Federal Communications Commission’s Wheeler: ‘The Internet can’t exist without a referee’

The Federal Communications Commission chairman Tom Wheeler says the Internet cannot exist without a referee but played down regulatory perceptions of Net Neutrality, claiming that “no one has the right to thwart the openness of the internet”.

Net Neutrality is "no more to regulation of the Internet as the first amendment is to free speech". That was Wheeler’s riposte to claims that the controversial measures mask an agenda to control the “world’s most powerful and pervasive platform”. It’s not a regulation, it’s a guideline was the key message he repeatedly pushed during his keynote today (3 March) at Mobile World Congress.

The FCC green lit plans last week (26 February) to ensure internet service providers provide people with open networks - banning throttling, blocking and paid prioritisation - and cannot block or discriminate against any applications or content that ride over these networks. The watershed measures, rooted in Title 2 of the Communications Act, is a boon for big and large companies who rely on the open internet to advertise, sell and distribute the products.

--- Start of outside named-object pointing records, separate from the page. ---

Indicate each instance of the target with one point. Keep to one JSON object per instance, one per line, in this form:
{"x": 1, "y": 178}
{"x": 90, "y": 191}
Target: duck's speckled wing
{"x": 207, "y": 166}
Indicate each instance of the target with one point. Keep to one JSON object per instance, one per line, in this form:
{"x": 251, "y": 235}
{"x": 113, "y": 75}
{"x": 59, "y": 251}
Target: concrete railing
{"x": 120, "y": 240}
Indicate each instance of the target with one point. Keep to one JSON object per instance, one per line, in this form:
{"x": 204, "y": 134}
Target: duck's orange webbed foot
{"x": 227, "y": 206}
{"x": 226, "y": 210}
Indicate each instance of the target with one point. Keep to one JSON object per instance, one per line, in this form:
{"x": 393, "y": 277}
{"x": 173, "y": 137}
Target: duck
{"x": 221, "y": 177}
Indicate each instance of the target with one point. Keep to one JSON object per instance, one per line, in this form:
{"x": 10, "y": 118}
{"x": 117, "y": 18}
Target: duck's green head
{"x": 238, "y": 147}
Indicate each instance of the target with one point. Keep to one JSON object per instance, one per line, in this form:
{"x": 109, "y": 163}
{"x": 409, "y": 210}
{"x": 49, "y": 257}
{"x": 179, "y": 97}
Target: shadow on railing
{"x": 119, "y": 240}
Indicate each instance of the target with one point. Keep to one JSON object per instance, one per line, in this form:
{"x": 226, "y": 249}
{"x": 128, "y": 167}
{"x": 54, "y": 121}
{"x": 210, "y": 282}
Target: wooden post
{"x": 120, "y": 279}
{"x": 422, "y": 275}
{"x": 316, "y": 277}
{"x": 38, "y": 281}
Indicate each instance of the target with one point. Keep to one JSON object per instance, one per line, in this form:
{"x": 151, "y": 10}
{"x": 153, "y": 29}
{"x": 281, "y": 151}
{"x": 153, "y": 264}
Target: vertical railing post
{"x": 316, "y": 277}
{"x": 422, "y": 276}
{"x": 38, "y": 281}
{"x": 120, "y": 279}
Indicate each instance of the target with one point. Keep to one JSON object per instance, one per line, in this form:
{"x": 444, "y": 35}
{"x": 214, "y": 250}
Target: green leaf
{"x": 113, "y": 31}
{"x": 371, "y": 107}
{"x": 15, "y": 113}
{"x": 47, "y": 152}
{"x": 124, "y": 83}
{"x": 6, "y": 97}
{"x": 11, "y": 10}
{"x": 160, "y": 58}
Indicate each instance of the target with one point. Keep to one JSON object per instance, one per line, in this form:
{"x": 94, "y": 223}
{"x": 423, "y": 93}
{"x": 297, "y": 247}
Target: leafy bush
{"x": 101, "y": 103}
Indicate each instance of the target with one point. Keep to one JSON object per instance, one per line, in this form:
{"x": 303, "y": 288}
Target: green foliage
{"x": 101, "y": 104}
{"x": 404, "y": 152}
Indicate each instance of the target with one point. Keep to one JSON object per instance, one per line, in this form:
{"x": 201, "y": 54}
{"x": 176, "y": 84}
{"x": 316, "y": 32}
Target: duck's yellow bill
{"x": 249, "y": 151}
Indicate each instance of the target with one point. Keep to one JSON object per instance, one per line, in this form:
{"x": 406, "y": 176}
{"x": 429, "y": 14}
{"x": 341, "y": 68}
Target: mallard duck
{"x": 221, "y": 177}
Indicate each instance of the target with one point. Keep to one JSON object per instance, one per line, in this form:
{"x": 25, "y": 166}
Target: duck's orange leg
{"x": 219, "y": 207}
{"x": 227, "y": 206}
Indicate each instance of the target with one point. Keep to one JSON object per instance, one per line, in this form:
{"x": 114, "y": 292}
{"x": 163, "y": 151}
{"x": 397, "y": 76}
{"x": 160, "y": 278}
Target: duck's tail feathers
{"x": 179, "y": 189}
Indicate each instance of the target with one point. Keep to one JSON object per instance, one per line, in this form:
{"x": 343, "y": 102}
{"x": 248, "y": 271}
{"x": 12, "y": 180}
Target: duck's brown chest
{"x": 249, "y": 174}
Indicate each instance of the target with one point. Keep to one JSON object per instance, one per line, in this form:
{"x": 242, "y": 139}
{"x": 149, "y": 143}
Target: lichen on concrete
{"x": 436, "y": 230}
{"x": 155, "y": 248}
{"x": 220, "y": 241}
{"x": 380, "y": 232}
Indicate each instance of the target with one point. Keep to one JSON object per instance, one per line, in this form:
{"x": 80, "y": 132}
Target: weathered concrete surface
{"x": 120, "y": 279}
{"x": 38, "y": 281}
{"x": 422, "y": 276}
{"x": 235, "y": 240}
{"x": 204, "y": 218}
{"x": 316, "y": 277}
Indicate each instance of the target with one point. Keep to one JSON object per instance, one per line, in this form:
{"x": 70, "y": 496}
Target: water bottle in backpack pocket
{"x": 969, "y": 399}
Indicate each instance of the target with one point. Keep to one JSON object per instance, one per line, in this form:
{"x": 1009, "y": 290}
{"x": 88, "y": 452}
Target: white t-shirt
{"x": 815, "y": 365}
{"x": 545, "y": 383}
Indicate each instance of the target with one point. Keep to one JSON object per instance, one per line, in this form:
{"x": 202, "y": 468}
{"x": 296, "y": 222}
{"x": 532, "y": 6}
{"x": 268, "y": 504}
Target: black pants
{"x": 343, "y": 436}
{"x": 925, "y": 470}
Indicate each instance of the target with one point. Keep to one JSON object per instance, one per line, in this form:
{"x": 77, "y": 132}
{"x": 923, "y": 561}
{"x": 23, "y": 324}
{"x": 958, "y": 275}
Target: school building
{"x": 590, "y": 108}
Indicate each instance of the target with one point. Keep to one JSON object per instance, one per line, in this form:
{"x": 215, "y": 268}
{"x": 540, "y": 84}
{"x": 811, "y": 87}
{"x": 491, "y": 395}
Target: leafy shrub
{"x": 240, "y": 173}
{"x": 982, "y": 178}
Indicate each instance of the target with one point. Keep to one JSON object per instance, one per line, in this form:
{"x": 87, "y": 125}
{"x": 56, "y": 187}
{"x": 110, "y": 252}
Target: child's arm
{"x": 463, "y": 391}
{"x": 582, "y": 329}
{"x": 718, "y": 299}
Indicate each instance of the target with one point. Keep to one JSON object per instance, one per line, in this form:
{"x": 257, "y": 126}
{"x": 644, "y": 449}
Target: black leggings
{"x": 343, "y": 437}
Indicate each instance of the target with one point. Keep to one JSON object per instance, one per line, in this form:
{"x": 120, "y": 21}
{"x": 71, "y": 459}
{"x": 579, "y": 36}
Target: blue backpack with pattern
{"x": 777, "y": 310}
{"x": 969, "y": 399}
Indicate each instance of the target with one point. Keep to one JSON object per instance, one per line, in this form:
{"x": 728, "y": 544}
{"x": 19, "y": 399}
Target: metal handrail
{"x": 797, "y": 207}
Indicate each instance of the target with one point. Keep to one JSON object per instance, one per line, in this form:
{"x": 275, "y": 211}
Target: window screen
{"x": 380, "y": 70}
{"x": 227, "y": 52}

“If the Internet is the most powerful and pervasive platform in the history of the planet then it can’t resist without a referee,” said Wheeler. Yet he assured that Net Neutrality would keep the Internet open.

The distinction between referee and regulator was not fully clarified during the address and Wheeler skirted around it when he said that regulators would handle the issue of what was permitted on a case-by-case basis.

The limited update on Net Neutrality will do little to quell its detractors. But Wheeler was forceful in his defence against those who have labelled the plan dated.

“We took the Title 2 concept and we modernised it,” he said. “We built our model for Net Neutrality on the regulatory model that has been widely successful in the US for mobile. We’re not going to impose old style utility regulation.

“Our goal is to specifically not impose restrictions that would order how the networks would work. We want network operators to be as innovative as possible, to have revenue streams from customer services that remain unchanged the day after to the day before the measures come in.”

The need to maintain healthy competition meant Net Neutrality was funnelled through four spectrums; to unleash the power of broadband, to ensure there is adequate spectrum for competition and lastly national security. It feeds into the FCC’s wider mandate, which has recently seen it oversee the auction of $45bn worth of wireless spectrum – the highest amount ever for this type of sale.

Wheeler said: “More spectrum, open networks and competition are the magic elixir that will drive innovation. It is the pathway of the 21st of century.”

On the topic of 5G, which the FCC is already investigating frequencies for possible use, Wheeler said it was akin to a Picasso painting, whereby different people see different things. The prospect of very high-bandwidth data transmissions is an attractive one for advertisers looking to satisfy consumers’ seemingly unquenchable thirst for content.

Wheeler concluded that the future of spectrum usage is broadcasters sharing spectrum, and added “that’s the beauty of digital”.